The Philippines’ failure to address the loopholes in anti-money laundering safeguards could affect even foreign investments in the infrastructure space, a conduit for which is the Aquino administration’s flagship Public Private Partnership (PPP) program.
PPP Center executive director Andre Palacios said there was concern over how a recent $81-million cross-border money laundering scandal that hit the country could hurt efforts to lure foreign investors.
The scheme involved the theft of funds from Bangladesh’s central bank, which passed through the Philippine financial system through Rizal Commercial Banking Corp. (RCBC) and was then laundered in local casinos.
The worries come as the program pushes a pipeline of 37 deals worth P1.31 trillion to build or modernize crucial airports, trains and expressways, apart from power, water and social infrastructure projects.
“There will be some negative implications on investor interest,” Palacios said.
He clarified that the PPP Center was not directly involved in the matter and would not take an active lead in pushing for reforms in the law.
One lawmaker already warned that a blacklisting by Paris-based Financial Action Task Force (FATF) places the country’s financial sector and credit ratings at risk. Bangko Sentral ng Pilipinas Governor Amando Tetangco Jr said he was open to easing the bank secrecy law that was perceived to be hampering a probe launched by the Senate.
The cyber theft prompted the resignation of the central bank governor of Bangladesh and has placed the spotlight on the Philippines as a weak spot in the global battle to curb money laundering activities.

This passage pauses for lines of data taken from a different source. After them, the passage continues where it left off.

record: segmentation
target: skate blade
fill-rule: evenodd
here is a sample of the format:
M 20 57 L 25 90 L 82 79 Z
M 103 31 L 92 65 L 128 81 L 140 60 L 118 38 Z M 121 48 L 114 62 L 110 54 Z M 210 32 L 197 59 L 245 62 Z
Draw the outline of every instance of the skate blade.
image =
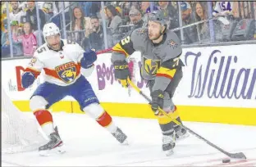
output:
M 49 156 L 53 154 L 64 154 L 65 152 L 66 152 L 65 147 L 63 145 L 62 145 L 51 150 L 39 151 L 39 156 Z
M 125 146 L 127 146 L 129 145 L 129 142 L 128 142 L 128 140 L 126 139 L 122 143 L 121 143 L 121 145 L 125 145 Z
M 182 135 L 181 137 L 180 137 L 179 138 L 176 138 L 176 142 L 181 142 L 185 138 L 187 138 L 188 137 L 190 137 L 190 133 L 186 133 L 185 134 Z
M 164 153 L 167 156 L 170 156 L 173 154 L 173 150 L 164 151 Z

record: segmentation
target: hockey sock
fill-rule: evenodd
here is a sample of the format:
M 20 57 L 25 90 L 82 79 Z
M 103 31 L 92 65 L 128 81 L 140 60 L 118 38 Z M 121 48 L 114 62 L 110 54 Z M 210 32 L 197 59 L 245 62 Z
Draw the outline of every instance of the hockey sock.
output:
M 166 111 L 166 113 L 167 114 L 167 115 L 164 115 L 163 114 L 158 115 L 158 123 L 160 124 L 168 124 L 171 122 L 174 119 L 177 119 L 179 117 L 179 112 L 176 107 L 175 107 L 174 111 Z
M 43 109 L 37 110 L 34 111 L 34 115 L 47 136 L 55 132 L 53 124 L 53 115 L 48 111 Z
M 158 123 L 160 125 L 160 128 L 162 129 L 162 133 L 164 135 L 171 135 L 172 134 L 174 131 L 174 127 L 176 126 L 176 124 L 172 122 L 174 119 L 177 120 L 179 119 L 179 112 L 176 110 L 176 107 L 172 110 L 172 111 L 169 111 L 169 112 L 167 111 L 167 115 L 161 115 L 158 116 Z M 170 118 L 171 117 L 171 119 Z
M 117 130 L 117 126 L 112 122 L 112 117 L 108 115 L 107 111 L 104 111 L 96 121 L 103 128 L 105 128 L 111 133 L 113 133 Z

Casinos in the Philippines are not covered by the Anti-Money Laundering Law.
Palacios said the PPP Center would do its part in explaining and allaying investor fears should the issue be raised in investment briefings and roadshows.
For his part, Astro del Castillo, First Grade Finance Inc managing director, downplayed risks that the country would be demoted to the “gray” list of the FATF as both the government and private sector were cooperating to “plug the leaks.”
But he noted that risks remained as a probe was still ongoing and the “real picture” has yet to emerge.
Luring foreign investors with deep pockets and technological expertise is a key part of sustaining the country’s PPP program, whose projects continue to grow larger in scale and complexity.
Local conglomerates in the PPP space have already tapped global railway and airport companies in previous and ongoing bids.
In 2014, the world’s biggest airport operators joined the auction for the Mactan Cebu International Airport contract, which was eventually bagged by Megawide Construction Corp. and India’s GMR Infrastructure.